Current Affairs 19th April 2022

Wholesale price inflation climbs to 14.55% in March #GS3 #Economy

Inflation in India’s wholesale prices hit a four-month high of 14.55% in March, from 13.11% in February, driven by accelerating price rise across all categories of goods, with fuel and power as well as primary articles driving most of the gains.

This is the 12th month in a row that wholesale inflation has exceeded 10%. Fuel and power inflation surged to a three-month high of 34.5% in March, from 31.5% in February, while inflation in primary articles accelerated to 15.54% from 13.39%.

The month-on-month rise in the fuel and power index was 5.68%, more than double February’s 2.7%. The rise in fuel and power inflation was triggered mainly by an uptick in electricity prices, Morgan Stanley economists Upasana Chachra and Bani Gambhir said in a note.

Wholesale price inflation, which was at 7.89% in March 2021, had hit a record high of 14.9% in November and was at 14.3% in December. It had eased below the 14% mark in January and February.

While retail inflation had hit a 17-month high of 6.95% in March, largely due to higher food prices, the wholesale food price index inched up marginally to 8.71%, from 8.47% in February. “This was on the back of a sharper rise in the prices of manufactured food articles even as primary food prices remained stable,” Ms. Chachra and Ms. Gambhir said.
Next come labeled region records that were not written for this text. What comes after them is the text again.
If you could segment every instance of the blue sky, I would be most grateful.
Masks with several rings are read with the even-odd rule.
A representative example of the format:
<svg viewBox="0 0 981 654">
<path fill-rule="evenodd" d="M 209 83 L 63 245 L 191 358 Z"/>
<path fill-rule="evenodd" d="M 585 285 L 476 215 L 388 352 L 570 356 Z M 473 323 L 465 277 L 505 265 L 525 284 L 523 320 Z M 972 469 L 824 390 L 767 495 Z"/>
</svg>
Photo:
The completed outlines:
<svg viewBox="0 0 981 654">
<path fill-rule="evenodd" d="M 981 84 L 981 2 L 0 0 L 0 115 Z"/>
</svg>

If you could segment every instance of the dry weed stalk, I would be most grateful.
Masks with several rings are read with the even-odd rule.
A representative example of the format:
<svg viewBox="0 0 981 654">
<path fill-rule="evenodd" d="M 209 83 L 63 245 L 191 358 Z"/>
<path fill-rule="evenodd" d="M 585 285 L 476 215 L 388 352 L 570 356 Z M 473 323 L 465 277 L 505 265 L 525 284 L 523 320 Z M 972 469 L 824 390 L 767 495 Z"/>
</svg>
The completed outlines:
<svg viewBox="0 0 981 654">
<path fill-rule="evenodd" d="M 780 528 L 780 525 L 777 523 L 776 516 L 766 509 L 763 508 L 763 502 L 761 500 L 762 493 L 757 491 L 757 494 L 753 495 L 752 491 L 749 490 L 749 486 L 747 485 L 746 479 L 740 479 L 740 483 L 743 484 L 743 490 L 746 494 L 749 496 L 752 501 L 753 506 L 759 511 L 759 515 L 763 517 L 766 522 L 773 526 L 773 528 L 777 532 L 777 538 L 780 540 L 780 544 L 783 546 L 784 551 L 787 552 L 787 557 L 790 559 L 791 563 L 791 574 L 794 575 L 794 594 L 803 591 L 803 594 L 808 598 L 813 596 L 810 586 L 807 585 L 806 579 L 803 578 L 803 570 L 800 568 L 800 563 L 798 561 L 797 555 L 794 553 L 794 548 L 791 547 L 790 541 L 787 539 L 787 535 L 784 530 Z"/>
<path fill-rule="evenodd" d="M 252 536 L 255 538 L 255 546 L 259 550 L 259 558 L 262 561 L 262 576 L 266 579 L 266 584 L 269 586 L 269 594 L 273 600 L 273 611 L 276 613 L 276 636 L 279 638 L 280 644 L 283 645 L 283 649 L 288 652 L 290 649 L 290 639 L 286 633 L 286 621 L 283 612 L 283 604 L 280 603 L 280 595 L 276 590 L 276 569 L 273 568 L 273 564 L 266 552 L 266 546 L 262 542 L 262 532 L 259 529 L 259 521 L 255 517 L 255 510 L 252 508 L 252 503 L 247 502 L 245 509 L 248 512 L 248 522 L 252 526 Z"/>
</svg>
The high inflation was attributed “primarily to rise in prices of crude petroleum and natural gas, mineral oils, basic metals, etc. owing to disruption in global supply chain caused by Russia-Ukraine conflict”, the Office of the Economic Adviser, Department for Promotion of Industry and Internal Trade, said in a statement.

‘Higher than expected’

Terming the broad-based spike in wholesale inflation “higher than expected”, ICRA chief economist Aditi Nayar said the jump in crude oil prices was the biggest contributor to the rise in inflation, followed by fuels and core items. “We expect the inflation measured by the Wholesale Price Index (WPI) to remain in the range of 13.5% to 15% in April, partly depending on where crude oil prices settle in the rest of April 2022 and how much petrol and diesel prices are revised further,” she said.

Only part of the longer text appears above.